As os.sendfile(), this new Linux syscall avoids memory copies between kernel space and user space. It matters for performance, especially since Meltdown vulnerability required Windows, Linux, FreeBSD, etc. to use a different address space for the kernel (like Linux Kernel page-table isolation, KPTI).

shutil has been modified in Python 3.8 to use os.sendfile() on Linux:

But according to Pablo Galindo Salgado, copy_file_range() goes further:
"But copy_file_rane can leverage more filesystem features like deduplication and copy offload stuff."

Giampaolo Rodola' added:

"I think data deduplication / CoW / reflink copy is better implemented via FICLONE. "cp --reflink" uses it, I presume because it's older than copy_file_range(). I have a working patch adding CoW copy support for Linux and OSX (but not Windows). I think that should be exposed as a separate shutil.reflink() though, and copyfile() should just do a standard copy."

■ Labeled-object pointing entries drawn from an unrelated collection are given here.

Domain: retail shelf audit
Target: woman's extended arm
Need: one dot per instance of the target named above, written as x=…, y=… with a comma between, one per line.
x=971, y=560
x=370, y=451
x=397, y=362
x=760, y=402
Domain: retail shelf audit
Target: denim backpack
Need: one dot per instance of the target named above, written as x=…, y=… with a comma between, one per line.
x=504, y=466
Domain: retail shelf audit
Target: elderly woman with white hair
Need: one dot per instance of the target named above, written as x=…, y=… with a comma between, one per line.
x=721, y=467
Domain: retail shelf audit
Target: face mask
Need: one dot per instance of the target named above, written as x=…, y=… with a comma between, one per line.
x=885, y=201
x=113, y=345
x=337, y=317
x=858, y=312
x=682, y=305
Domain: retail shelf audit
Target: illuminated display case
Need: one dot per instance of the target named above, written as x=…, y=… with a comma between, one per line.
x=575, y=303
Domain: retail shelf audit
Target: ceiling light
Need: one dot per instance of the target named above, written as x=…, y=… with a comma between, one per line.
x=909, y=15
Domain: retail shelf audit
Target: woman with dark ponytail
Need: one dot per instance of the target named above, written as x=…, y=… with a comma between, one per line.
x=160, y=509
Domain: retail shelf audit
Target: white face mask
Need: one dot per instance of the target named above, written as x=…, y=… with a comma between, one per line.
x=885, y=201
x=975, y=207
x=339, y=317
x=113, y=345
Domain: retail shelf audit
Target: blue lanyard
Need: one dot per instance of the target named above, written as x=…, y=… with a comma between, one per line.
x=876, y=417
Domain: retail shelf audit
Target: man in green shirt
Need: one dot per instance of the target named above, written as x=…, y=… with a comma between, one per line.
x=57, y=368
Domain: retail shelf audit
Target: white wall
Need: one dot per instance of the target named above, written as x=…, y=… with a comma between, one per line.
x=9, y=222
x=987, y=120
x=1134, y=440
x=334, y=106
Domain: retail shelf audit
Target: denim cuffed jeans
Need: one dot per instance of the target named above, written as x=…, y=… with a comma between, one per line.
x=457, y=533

"Actually "man copy_file_range" claims it can do server-side copy, meaning no network traffic between client and server if *src* and *dst* live on the same network fs. So I agree copy_file_range() should be preferred over sendfile() after all. =)
I have a wrapper for copy_file_range() similar to what I did in shutil in issue33671 which I can easily integrate, but I wanted to land this one first:
Also, I suppose we cannot land this in time for 3.8?"


There was already a discussion about switching shutil to copy-on-write:

One problem is that modifying the "copied" file can suddenly become slower if it was copied using "cp --reflink".

It seems like adding a new reflink=False parameter to file copy functions to control clone/CoW copies is required to prevent bad surprises.